Apparently, ‘legally binding ceremonies’ made them uncomfortable. As Kevin Rudd made this decision, one became thing increasingly clear; the ALP is a conservative, anti-queer party and looks likely to stay that way for the foreseeable future. The only way we can create a progressive future therefore, is through active opposition of the ALP.
When the Coalition was voted out of office in 2007, hopes of sweeping changes ran throughout the country. It seemed as though it was the end of Howardesque policies. Yet, after two years of ALP rule, it has become clear that these changes are not going to occur. Policies on climate change, refugees, workplace relations, and indigenous issues just to name a few, have all shifted very little as our Government has changed.
On queer rights the story is similar. Whilst the ‘same-sex omnibus bill’ provided often unrecognised gains for same-sex couples in Australia, in other areas the ALP continues to fail.

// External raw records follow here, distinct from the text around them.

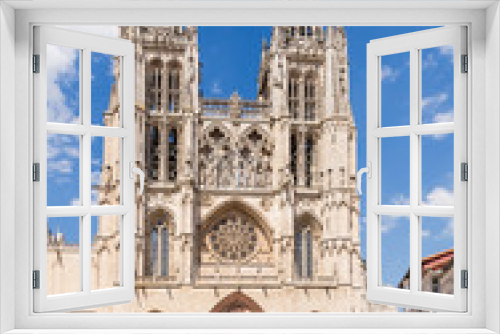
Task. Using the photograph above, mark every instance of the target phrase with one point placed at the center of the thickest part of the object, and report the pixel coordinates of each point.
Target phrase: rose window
(233, 238)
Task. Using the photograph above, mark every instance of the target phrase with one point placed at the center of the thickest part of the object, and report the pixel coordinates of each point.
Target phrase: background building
(249, 206)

Whilst one may point out the continued failure to support same-sex marriage, the biggest issue here is the continued anti-queer rhetoric coming from ALP members. This has come in the form of Julia Gillard spouting homophobic comments in the House of Representatives, Senate ALP members voting against motions of condemnation against international anti-queer moves and the continued support of the anti-queer religious right by many in the ALP.
For many the answer to this problem is to change the ALP from the inside. This means voting for ‘progressive’ politicians such as Andrew Barr of Kate Lundy, who will then work from the inside to make the ALP more progressive. Such a strategy however, is fatally flawed.

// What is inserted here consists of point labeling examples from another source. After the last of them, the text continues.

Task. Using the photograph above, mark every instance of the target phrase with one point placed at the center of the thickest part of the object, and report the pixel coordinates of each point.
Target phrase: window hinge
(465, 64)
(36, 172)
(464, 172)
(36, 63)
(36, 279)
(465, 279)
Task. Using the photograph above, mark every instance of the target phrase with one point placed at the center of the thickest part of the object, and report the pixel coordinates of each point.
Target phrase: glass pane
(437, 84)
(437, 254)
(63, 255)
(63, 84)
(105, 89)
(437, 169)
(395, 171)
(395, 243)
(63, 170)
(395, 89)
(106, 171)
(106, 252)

First, it covers up the lack of principles from progressive ALP members. Key principles of the progressive movement, such as social and economic justice, environmental sustainability etc. should be considered non-negotiable by progressive parliamentarians. Yet, when Barr and Lundy join the ALP and vote against progressive policies, they say to the public that these principles are something that they are willing to compromise over. This is unacceptable.

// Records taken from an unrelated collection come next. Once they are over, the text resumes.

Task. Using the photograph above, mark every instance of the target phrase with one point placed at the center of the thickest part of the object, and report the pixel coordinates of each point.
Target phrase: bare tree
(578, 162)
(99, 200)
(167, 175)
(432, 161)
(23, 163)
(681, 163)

Secondly, the fight for progressive principles needs to take place out in the open; not behind closed doors. When it moves into the dark the conservative movement is allowed to dominate public space, giving them more power and legitimacy. This creates an impression of Australia as an inherently conservative country where progressive goals are unrealistic. This impression is only valid because, by staying silent about progressive issues, ALP politicians and their supporters (including those in social movements) allow it to occur. In the end, this perception becomes the reality.
If we want to make Australia a progressive nation we need a movement that is willing to take the fight out in the open. This involves, amongst other things, both holding our government to account and supporting politicians who principally fight for progressive policies. You will not find these politicians however in the ALP. We therefore must not only voice our anger at ALP positions, but also support a party, such as the Greens, who are principally progressive. As the ACT experiences shows, a strong Green Party can make positive changes in society and this is possible throughout the country. In the end, when given the choice, ALP politicians will always pick their party over their principles, whilst Greens’ politicians will never be given that choice.